Let's say I have a Cloud Firebase Function - called by a cron job - that produces 30+ tasks every time it's invoked.
These tasks are quite slow (5 - 6 second each in average) and I can't process them directly in the original because it would time out.
So, the solution would be invoking another "worker" function, once per task, to complete the tasks independently and write the results in a database. So far I can think of three strategies:
Pubsub messages. That would be amazing, but it seems that you can only listen on pubsub messages from within a Cloud Function, not create one. Resorting to external solutions, like having a GAE instance, is not an option for me.

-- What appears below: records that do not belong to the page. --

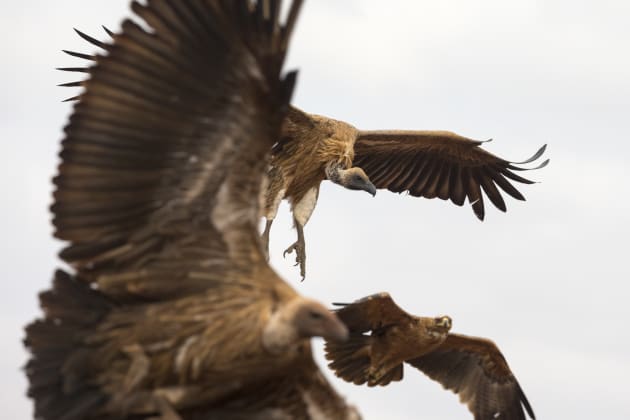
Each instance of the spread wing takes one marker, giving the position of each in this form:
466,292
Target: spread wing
157,196
371,313
439,164
475,369
160,171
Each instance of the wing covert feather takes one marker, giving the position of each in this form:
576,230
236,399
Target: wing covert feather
475,369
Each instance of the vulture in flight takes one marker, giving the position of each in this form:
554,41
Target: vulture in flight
173,311
312,148
472,367
429,164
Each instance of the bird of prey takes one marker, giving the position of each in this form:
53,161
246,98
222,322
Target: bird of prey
428,164
472,367
313,148
173,310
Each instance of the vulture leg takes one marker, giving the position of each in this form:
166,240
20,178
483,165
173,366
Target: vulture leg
302,211
300,249
273,193
265,237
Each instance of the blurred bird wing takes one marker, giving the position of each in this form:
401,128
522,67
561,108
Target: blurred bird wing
371,313
295,395
475,369
163,157
438,164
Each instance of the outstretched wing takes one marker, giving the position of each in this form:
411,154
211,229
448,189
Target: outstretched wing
475,369
165,150
438,164
371,313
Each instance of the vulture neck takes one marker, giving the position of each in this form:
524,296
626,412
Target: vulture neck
335,172
281,334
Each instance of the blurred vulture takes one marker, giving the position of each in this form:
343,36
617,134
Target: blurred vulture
426,164
173,311
472,367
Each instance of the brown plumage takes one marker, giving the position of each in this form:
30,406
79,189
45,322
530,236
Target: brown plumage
426,164
472,367
173,310
313,148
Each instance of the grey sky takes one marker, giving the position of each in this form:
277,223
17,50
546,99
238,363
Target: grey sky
547,280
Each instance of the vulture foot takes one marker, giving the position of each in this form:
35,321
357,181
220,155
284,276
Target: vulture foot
300,256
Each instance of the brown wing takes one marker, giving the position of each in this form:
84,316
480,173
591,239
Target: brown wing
157,195
438,164
475,369
371,313
295,395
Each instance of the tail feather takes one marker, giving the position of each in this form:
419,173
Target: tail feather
58,365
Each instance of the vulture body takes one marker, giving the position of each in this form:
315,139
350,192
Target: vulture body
428,164
313,148
472,367
173,310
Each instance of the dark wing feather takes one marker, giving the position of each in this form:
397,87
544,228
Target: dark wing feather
438,164
371,313
475,369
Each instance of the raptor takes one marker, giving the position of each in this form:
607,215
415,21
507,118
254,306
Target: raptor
430,164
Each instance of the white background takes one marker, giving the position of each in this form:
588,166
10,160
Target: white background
548,281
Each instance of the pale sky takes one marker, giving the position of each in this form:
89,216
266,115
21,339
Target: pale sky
547,281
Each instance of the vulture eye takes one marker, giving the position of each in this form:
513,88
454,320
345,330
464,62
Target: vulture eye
315,315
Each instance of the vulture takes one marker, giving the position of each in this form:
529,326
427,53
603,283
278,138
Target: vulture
171,310
472,367
313,148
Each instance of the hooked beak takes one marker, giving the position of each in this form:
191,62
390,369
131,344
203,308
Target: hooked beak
369,187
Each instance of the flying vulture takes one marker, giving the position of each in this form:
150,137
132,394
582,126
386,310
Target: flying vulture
429,164
173,310
472,367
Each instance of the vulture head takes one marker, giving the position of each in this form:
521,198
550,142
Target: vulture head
440,326
353,178
299,319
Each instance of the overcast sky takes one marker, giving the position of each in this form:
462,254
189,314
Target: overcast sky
547,281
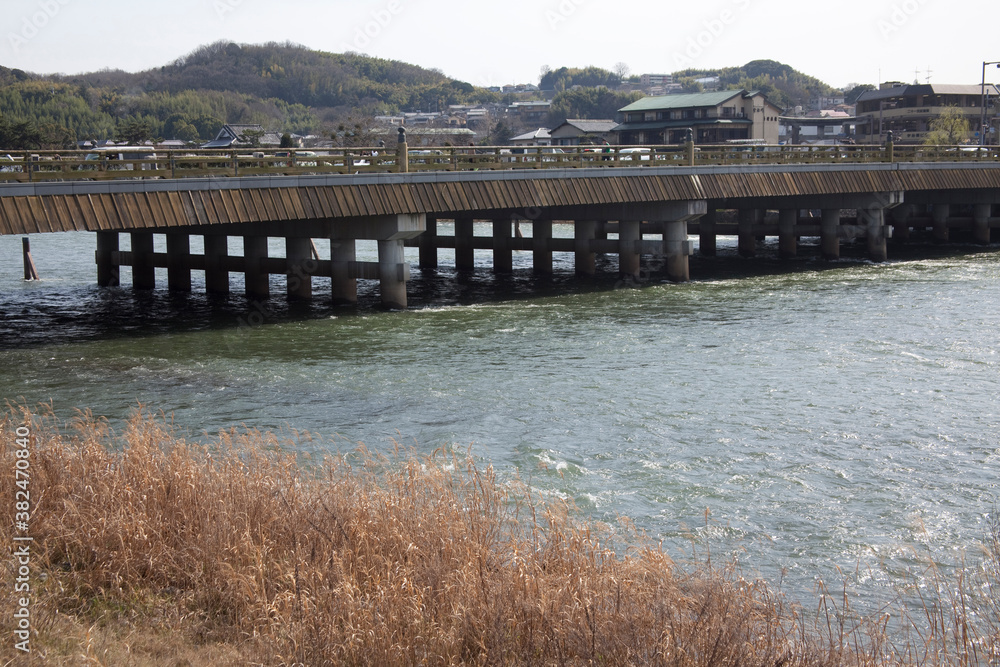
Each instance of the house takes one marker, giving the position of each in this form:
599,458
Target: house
574,132
234,135
539,137
907,110
714,118
826,126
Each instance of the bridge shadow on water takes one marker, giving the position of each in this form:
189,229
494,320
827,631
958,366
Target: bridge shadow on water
88,313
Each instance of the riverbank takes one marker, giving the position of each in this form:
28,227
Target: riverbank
146,547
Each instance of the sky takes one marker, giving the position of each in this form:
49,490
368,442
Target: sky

Call the worker http-triggered Firebase Cloud Function from the first one. That won't work, I think, because I would need to wait for a response from the all the invoked worker functions, after they finish and
send, and my original Function would time out.Append tasks to a real time database list, then have a worker function triggered by each database change. The worker has to delete the task from the queue afterwards. That would probably work, but it feels there are a lot of moving parts for a simple problem. For example, what if the worker throws? Another cron to "clean" the db would be needed etc.
Another solution that comes to mind is firebase-queue, but its README explicitly states:
"There may continue to be specific use-cases for firebase-queue, however if you're looking for a general purpose, scalable queueing system for Firebase then it is likely that building on top of Google Cloud Functions for Firebase is the ideal route"
It's not officially supported and they're practically saying that we should use Functions instead (which is what I'm trying to do). I'm a bit nervous on using in prod a library that might be abandoned tomorrow (if it's not already) and would like to avoid going down that route.